I have many small notes across the book but will end with 3 notes, 3 quotes, and 3 books recommended by the author (among many others also cited).
+ Crime is a control concept. The criminalization of the commons is a form of coercion and an invention of rights that did not exist for the few.
+ Common rights and access have historically been one of the most important foundations for resilience in the face of catastrophic challenges.
+ The five gates of Marxism include Extension (of the working day or season), Fractionation (divide and conquer), Mechanization (displace and deprive), Accumulation (of unpaid labor), and Expropriation (of land and value outright).
QUOTE (60): Dr. Georg Mayr, for instance, one of the first academic statisticians of criminology and the Zollverein, discovered that the more difficult it is to gain a livelihood in a lawful manner, the more crimes against property will be committed.
QUOTE (77): The system of capitalism begins to collapse when labor power expresses itself as the power of the people and attacks the machines of its degradation and resumes responsibility for earth.
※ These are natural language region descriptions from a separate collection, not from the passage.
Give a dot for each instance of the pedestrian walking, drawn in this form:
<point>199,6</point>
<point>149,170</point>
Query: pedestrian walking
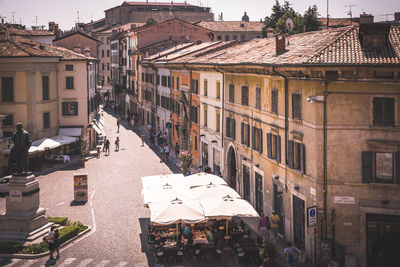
<point>107,145</point>
<point>142,136</point>
<point>50,241</point>
<point>177,150</point>
<point>289,253</point>
<point>275,224</point>
<point>104,144</point>
<point>162,151</point>
<point>117,144</point>
<point>166,149</point>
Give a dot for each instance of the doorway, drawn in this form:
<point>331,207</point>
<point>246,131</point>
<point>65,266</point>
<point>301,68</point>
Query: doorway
<point>298,221</point>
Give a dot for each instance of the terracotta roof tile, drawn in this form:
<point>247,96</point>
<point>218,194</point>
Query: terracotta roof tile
<point>232,26</point>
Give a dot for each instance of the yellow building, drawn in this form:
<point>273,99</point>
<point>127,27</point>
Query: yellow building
<point>312,120</point>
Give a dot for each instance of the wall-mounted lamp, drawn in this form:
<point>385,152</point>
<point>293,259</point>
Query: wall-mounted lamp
<point>315,98</point>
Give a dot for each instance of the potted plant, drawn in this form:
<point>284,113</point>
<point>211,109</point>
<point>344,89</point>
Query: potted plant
<point>186,161</point>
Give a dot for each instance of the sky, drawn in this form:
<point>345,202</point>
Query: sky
<point>65,12</point>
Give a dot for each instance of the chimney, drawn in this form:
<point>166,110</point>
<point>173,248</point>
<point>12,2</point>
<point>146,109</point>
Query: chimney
<point>397,16</point>
<point>77,49</point>
<point>87,51</point>
<point>366,18</point>
<point>374,35</point>
<point>280,44</point>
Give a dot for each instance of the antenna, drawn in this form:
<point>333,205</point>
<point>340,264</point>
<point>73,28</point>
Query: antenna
<point>350,13</point>
<point>386,16</point>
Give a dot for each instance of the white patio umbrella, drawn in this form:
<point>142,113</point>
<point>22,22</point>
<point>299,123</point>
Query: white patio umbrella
<point>165,193</point>
<point>212,191</point>
<point>176,211</point>
<point>203,178</point>
<point>161,180</point>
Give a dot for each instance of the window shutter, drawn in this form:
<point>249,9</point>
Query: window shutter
<point>290,159</point>
<point>278,148</point>
<point>228,134</point>
<point>233,129</point>
<point>367,166</point>
<point>248,135</point>
<point>303,158</point>
<point>242,132</point>
<point>253,137</point>
<point>64,108</point>
<point>397,167</point>
<point>269,145</point>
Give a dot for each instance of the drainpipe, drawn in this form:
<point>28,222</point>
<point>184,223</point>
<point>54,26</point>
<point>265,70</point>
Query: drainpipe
<point>286,118</point>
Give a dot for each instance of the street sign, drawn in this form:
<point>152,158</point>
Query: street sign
<point>312,216</point>
<point>80,187</point>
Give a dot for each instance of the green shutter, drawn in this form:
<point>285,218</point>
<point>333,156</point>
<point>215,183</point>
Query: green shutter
<point>303,158</point>
<point>269,145</point>
<point>397,167</point>
<point>290,159</point>
<point>367,166</point>
<point>278,148</point>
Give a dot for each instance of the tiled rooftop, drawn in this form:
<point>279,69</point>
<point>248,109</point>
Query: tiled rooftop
<point>331,46</point>
<point>232,26</point>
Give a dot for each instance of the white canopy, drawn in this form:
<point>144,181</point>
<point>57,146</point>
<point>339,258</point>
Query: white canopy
<point>203,178</point>
<point>176,211</point>
<point>227,207</point>
<point>161,180</point>
<point>165,193</point>
<point>47,143</point>
<point>212,191</point>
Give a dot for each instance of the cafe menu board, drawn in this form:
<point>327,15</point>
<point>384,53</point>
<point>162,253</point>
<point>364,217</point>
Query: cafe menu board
<point>80,187</point>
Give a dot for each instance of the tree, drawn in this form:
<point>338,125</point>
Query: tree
<point>311,22</point>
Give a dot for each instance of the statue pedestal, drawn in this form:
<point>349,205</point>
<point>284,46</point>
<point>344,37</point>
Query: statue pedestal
<point>23,217</point>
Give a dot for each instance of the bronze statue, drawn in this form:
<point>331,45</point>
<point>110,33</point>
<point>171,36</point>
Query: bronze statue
<point>20,144</point>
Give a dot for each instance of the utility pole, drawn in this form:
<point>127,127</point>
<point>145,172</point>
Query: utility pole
<point>350,12</point>
<point>327,14</point>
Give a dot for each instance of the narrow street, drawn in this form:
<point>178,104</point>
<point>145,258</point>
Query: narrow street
<point>114,211</point>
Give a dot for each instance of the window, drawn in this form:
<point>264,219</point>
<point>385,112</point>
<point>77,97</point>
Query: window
<point>205,115</point>
<point>380,167</point>
<point>230,128</point>
<point>70,108</point>
<point>46,120</point>
<point>258,97</point>
<point>195,86</point>
<point>296,156</point>
<point>217,121</point>
<point>257,139</point>
<point>218,90</point>
<point>274,101</point>
<point>296,106</point>
<point>245,95</point>
<point>383,111</point>
<point>274,146</point>
<point>245,134</point>
<point>232,93</point>
<point>7,89</point>
<point>9,120</point>
<point>69,82</point>
<point>45,88</point>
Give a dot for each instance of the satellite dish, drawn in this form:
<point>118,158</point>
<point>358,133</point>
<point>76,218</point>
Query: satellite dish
<point>289,24</point>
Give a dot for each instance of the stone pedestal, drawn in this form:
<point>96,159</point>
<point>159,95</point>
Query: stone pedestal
<point>23,217</point>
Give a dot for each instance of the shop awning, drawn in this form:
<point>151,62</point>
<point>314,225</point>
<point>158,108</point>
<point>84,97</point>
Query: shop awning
<point>70,131</point>
<point>47,144</point>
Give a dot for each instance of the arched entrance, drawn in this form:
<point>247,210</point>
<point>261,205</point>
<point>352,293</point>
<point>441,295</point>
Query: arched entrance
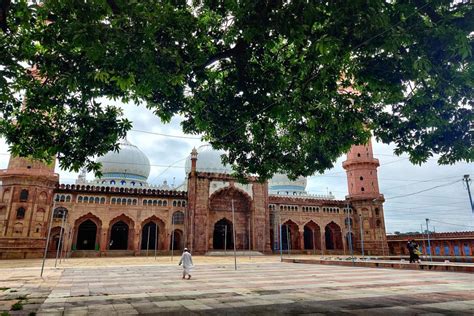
<point>290,236</point>
<point>312,236</point>
<point>333,236</point>
<point>177,240</point>
<point>350,240</point>
<point>86,235</point>
<point>119,236</point>
<point>223,235</point>
<point>150,232</point>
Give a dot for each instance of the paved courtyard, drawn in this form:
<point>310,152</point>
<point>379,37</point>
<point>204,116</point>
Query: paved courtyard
<point>259,286</point>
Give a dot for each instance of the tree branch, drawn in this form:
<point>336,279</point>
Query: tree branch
<point>4,7</point>
<point>113,6</point>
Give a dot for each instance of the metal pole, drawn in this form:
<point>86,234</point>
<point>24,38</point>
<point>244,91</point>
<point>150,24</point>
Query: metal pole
<point>172,238</point>
<point>156,238</point>
<point>279,235</point>
<point>49,235</point>
<point>233,234</point>
<point>428,234</point>
<point>288,239</point>
<point>148,241</point>
<point>466,178</point>
<point>249,242</point>
<point>225,239</point>
<point>361,234</point>
<point>350,233</point>
<point>60,238</point>
<point>423,236</point>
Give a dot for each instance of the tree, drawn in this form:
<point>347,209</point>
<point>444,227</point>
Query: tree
<point>282,85</point>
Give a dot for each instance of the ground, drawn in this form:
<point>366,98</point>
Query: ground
<point>261,285</point>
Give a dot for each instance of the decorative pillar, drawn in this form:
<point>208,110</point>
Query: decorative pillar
<point>301,239</point>
<point>104,243</point>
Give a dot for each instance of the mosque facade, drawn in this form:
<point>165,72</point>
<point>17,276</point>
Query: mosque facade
<point>121,214</point>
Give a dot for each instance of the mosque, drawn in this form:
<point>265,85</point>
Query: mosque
<point>122,214</point>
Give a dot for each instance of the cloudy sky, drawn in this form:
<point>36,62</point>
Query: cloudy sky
<point>447,206</point>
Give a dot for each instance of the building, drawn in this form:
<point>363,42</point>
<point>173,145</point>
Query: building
<point>459,244</point>
<point>121,214</point>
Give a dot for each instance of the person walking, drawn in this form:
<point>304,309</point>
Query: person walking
<point>416,252</point>
<point>187,262</point>
<point>411,250</point>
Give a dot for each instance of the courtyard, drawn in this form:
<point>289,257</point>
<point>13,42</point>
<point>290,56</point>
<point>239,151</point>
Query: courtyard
<point>261,285</point>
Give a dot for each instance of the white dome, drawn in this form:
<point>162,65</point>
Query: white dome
<point>280,184</point>
<point>127,163</point>
<point>208,160</point>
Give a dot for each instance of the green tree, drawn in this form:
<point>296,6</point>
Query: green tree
<point>282,85</point>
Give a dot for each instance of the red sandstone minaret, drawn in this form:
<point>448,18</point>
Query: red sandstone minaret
<point>361,168</point>
<point>26,193</point>
<point>365,198</point>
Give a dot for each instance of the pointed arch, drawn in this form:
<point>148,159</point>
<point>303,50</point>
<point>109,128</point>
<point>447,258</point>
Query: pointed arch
<point>290,235</point>
<point>333,236</point>
<point>222,237</point>
<point>312,236</point>
<point>121,231</point>
<point>153,233</point>
<point>85,236</point>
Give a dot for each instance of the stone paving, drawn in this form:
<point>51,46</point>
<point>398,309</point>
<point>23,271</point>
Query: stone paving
<point>263,286</point>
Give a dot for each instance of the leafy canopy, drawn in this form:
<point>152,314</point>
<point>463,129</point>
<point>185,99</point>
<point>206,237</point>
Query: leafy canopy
<point>282,85</point>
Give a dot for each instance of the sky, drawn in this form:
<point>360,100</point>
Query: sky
<point>445,201</point>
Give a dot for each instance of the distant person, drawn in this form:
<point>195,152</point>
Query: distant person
<point>187,262</point>
<point>416,252</point>
<point>411,250</point>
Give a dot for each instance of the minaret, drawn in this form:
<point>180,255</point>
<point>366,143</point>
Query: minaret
<point>361,169</point>
<point>365,199</point>
<point>26,195</point>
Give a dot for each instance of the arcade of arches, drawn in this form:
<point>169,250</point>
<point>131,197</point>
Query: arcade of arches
<point>214,213</point>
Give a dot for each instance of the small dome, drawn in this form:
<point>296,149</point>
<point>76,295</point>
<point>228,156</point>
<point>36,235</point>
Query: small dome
<point>129,163</point>
<point>280,184</point>
<point>208,160</point>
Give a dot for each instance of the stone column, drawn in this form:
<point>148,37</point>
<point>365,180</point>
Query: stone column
<point>301,239</point>
<point>103,241</point>
<point>135,239</point>
<point>323,241</point>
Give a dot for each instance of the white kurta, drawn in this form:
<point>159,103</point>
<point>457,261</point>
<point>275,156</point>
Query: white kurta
<point>186,261</point>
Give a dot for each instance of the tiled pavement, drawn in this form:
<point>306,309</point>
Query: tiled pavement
<point>260,288</point>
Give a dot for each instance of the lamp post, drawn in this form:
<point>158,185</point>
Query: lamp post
<point>350,233</point>
<point>429,243</point>
<point>361,233</point>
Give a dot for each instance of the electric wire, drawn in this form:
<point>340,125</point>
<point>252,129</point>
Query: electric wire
<point>429,189</point>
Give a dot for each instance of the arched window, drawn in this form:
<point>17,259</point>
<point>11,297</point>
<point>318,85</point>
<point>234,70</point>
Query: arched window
<point>178,218</point>
<point>20,213</point>
<point>24,195</point>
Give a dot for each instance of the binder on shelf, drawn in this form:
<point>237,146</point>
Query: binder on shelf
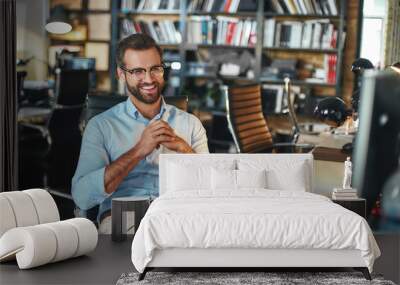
<point>99,27</point>
<point>100,51</point>
<point>68,4</point>
<point>103,5</point>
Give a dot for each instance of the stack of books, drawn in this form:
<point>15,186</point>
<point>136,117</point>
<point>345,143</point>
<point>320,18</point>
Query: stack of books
<point>344,194</point>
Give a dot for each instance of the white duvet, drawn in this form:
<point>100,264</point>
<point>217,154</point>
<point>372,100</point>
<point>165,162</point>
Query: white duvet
<point>253,218</point>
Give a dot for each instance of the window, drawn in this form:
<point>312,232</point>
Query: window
<point>372,37</point>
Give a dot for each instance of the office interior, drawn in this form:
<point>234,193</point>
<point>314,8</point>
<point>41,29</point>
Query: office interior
<point>309,63</point>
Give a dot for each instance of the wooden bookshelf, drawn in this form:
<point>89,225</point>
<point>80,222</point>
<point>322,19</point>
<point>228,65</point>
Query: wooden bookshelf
<point>182,15</point>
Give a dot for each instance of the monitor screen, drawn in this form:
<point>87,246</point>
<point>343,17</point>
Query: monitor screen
<point>376,152</point>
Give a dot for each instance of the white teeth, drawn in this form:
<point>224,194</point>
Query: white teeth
<point>148,87</point>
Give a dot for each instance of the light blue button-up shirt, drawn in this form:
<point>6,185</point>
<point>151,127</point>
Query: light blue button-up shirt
<point>112,133</point>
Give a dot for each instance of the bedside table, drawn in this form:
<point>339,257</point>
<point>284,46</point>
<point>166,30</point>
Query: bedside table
<point>358,206</point>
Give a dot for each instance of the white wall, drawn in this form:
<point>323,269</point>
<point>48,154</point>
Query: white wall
<point>31,36</point>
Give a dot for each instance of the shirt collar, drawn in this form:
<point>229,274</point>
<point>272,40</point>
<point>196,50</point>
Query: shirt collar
<point>134,112</point>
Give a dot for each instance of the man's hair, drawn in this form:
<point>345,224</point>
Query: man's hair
<point>135,42</point>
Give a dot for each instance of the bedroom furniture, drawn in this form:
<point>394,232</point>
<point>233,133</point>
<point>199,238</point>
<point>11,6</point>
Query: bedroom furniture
<point>119,207</point>
<point>356,205</point>
<point>193,224</point>
<point>247,124</point>
<point>31,231</point>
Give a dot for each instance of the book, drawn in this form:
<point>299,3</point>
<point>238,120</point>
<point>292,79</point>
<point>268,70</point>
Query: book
<point>99,27</point>
<point>99,51</point>
<point>99,5</point>
<point>68,4</point>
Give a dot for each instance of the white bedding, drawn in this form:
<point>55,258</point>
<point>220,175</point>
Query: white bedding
<point>251,218</point>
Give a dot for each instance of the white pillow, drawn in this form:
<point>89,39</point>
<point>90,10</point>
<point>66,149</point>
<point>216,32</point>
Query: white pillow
<point>223,179</point>
<point>183,178</point>
<point>236,179</point>
<point>282,174</point>
<point>251,178</point>
<point>278,180</point>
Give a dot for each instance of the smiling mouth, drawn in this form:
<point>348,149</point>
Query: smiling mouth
<point>149,88</point>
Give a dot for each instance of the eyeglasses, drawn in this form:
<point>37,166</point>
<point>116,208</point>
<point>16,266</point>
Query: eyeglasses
<point>140,73</point>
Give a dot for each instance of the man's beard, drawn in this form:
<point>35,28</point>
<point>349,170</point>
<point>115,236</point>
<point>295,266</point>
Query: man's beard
<point>138,95</point>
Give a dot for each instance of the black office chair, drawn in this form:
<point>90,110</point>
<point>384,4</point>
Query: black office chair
<point>52,151</point>
<point>248,125</point>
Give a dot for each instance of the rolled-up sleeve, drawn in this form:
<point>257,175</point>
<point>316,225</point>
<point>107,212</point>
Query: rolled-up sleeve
<point>88,182</point>
<point>199,137</point>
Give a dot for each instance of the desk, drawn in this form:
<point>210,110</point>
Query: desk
<point>102,266</point>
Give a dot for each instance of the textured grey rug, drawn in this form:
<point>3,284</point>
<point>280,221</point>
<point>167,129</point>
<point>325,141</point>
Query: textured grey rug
<point>243,278</point>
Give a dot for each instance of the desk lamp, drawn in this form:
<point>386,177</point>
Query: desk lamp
<point>358,67</point>
<point>333,112</point>
<point>58,22</point>
<point>396,67</point>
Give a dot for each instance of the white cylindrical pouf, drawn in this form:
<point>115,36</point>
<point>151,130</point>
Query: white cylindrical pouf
<point>23,208</point>
<point>34,246</point>
<point>67,240</point>
<point>7,218</point>
<point>87,234</point>
<point>45,206</point>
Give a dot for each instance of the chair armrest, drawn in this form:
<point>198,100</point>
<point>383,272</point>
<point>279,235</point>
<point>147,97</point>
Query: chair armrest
<point>42,129</point>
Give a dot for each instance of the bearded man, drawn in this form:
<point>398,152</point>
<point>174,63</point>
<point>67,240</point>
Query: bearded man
<point>120,146</point>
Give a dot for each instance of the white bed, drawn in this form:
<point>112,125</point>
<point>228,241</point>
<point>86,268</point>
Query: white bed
<point>214,211</point>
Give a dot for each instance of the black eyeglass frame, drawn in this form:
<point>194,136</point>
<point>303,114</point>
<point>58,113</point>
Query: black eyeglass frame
<point>132,71</point>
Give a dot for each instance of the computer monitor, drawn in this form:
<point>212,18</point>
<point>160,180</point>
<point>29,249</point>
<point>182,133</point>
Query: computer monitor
<point>377,148</point>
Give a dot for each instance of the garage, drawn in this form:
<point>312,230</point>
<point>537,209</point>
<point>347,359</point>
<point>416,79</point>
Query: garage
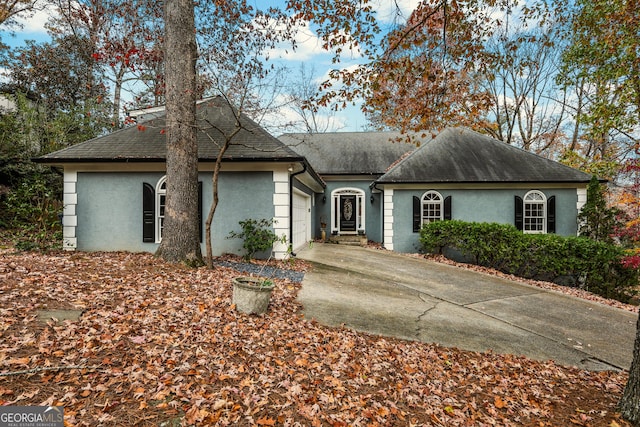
<point>301,219</point>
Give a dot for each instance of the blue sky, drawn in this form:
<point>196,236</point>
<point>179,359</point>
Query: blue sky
<point>308,52</point>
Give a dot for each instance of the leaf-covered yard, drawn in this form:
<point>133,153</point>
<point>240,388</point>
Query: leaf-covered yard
<point>159,344</point>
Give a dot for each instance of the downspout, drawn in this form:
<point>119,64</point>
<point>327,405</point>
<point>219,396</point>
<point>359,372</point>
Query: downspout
<point>374,186</point>
<point>304,169</point>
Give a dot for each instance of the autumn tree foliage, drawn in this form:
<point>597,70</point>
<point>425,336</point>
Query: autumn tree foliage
<point>124,39</point>
<point>605,52</point>
<point>180,240</point>
<point>11,9</point>
<point>428,76</point>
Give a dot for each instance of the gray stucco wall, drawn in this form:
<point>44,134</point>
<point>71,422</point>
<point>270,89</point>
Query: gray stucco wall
<point>478,206</point>
<point>109,208</point>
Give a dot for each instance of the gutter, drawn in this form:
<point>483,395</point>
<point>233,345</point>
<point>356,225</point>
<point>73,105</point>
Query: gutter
<point>304,169</point>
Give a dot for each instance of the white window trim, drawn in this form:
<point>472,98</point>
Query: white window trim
<point>423,201</point>
<point>160,192</point>
<point>542,201</point>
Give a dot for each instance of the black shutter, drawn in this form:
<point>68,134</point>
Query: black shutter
<point>447,208</point>
<point>148,213</point>
<point>200,210</point>
<point>551,214</point>
<point>417,214</point>
<point>519,217</point>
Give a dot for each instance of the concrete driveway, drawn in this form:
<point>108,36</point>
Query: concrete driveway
<point>390,294</point>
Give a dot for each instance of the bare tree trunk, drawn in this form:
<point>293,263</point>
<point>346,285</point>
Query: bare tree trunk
<point>629,405</point>
<point>214,205</point>
<point>180,241</point>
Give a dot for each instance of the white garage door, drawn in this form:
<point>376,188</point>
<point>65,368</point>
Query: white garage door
<point>301,219</point>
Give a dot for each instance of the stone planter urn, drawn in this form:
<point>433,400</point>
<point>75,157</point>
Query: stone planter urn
<point>251,295</point>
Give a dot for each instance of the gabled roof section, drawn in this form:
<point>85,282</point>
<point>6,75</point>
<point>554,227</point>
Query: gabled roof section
<point>463,156</point>
<point>349,153</point>
<point>146,142</point>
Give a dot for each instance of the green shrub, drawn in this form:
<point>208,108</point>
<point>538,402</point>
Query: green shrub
<point>258,236</point>
<point>31,212</point>
<point>589,264</point>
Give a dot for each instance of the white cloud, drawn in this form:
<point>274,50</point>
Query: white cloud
<point>307,46</point>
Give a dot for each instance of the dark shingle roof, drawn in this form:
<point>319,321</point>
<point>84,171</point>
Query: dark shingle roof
<point>147,141</point>
<point>349,153</point>
<point>464,156</point>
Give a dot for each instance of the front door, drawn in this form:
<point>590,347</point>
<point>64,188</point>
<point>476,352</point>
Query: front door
<point>348,215</point>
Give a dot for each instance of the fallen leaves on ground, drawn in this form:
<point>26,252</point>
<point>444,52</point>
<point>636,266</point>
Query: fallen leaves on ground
<point>160,344</point>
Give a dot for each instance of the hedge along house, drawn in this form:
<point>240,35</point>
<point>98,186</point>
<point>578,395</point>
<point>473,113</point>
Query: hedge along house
<point>359,184</point>
<point>458,174</point>
<point>115,185</point>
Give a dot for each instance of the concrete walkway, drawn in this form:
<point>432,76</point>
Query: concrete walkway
<point>390,294</point>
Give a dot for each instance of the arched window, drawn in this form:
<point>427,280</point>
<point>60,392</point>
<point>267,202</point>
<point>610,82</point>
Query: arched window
<point>535,212</point>
<point>161,198</point>
<point>431,207</point>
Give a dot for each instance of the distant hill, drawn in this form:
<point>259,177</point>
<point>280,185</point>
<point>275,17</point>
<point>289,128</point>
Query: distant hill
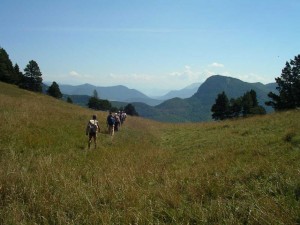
<point>197,107</point>
<point>191,109</point>
<point>113,93</point>
<point>182,93</point>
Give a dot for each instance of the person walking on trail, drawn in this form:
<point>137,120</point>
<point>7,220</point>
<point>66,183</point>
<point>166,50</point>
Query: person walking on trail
<point>110,123</point>
<point>117,122</point>
<point>91,130</point>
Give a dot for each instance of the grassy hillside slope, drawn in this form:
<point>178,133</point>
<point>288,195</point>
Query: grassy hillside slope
<point>233,172</point>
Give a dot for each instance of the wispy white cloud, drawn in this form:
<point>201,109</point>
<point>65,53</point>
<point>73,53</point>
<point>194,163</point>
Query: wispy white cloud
<point>217,65</point>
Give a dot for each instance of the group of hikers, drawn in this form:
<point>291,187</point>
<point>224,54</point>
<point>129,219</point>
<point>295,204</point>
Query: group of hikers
<point>113,122</point>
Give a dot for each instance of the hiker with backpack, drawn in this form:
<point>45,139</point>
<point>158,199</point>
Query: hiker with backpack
<point>117,122</point>
<point>91,130</point>
<point>110,123</point>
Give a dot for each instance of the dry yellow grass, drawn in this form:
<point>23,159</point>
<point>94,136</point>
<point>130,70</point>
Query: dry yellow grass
<point>234,172</point>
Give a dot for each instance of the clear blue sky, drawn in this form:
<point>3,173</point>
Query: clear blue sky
<point>151,45</point>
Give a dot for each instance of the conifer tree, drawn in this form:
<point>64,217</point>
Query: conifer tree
<point>7,72</point>
<point>288,87</point>
<point>32,78</point>
<point>221,108</point>
<point>54,90</point>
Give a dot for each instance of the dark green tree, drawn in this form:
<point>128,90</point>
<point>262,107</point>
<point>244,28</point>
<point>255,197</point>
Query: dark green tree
<point>221,109</point>
<point>18,74</point>
<point>235,107</point>
<point>32,78</point>
<point>247,103</point>
<point>54,90</point>
<point>130,110</point>
<point>7,72</point>
<point>288,87</point>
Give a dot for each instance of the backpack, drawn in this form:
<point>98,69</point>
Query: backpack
<point>111,120</point>
<point>93,127</point>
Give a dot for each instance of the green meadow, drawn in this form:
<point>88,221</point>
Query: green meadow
<point>244,171</point>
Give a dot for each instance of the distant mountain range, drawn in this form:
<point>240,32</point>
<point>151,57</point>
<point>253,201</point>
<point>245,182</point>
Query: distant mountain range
<point>123,94</point>
<point>190,104</point>
<point>198,107</point>
<point>182,93</point>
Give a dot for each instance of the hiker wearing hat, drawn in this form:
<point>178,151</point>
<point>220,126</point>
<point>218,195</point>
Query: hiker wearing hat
<point>91,130</point>
<point>110,123</point>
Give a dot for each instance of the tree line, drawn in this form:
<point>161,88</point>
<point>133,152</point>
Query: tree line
<point>288,97</point>
<point>32,80</point>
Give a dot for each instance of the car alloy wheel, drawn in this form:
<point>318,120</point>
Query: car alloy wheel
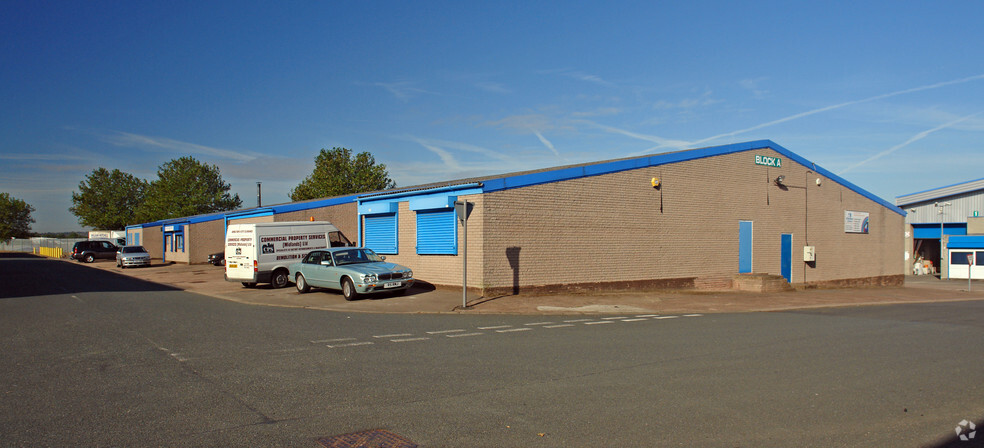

QUOTE (95): Lasting happiness is unobtainable as long as incentives to avarice and ambition are available to the few.
On this latter note, I cannot help but observe that “the state” is the primary means by which the 1% criminalize and contain the 99%. I am about to review Gregory Sams' The State Is Out of Date: We Can Do It Better and expect there will be logical connectivity to this book. For myself, I see the state and the mega-industrial approach as easily creating 50% or more waste across every function from agriculture to energy to health to the military — at the same time that it makes it easier for the 1% to profit from waste while abusing the 99%.
I put the book down certain I am a commoner, not a communist, and equally certain — this was new to me — that I am not a Libertarian and that we must all be very wary of Libertarians for they lack the ethics of the commons in their rush to celebrate individuality at any cost. Put in stark US political terms, this book makes it clear the two party Republican-Democratic tyranny (one bird, two wings, same crap) are the enablers of the 1% that are the thieves in chief, and that none of the political parties, with the possible exception of the Green Party that is accredited and the Working Families Party that is not, are remotely conscious of the terms of reference this book sets forth.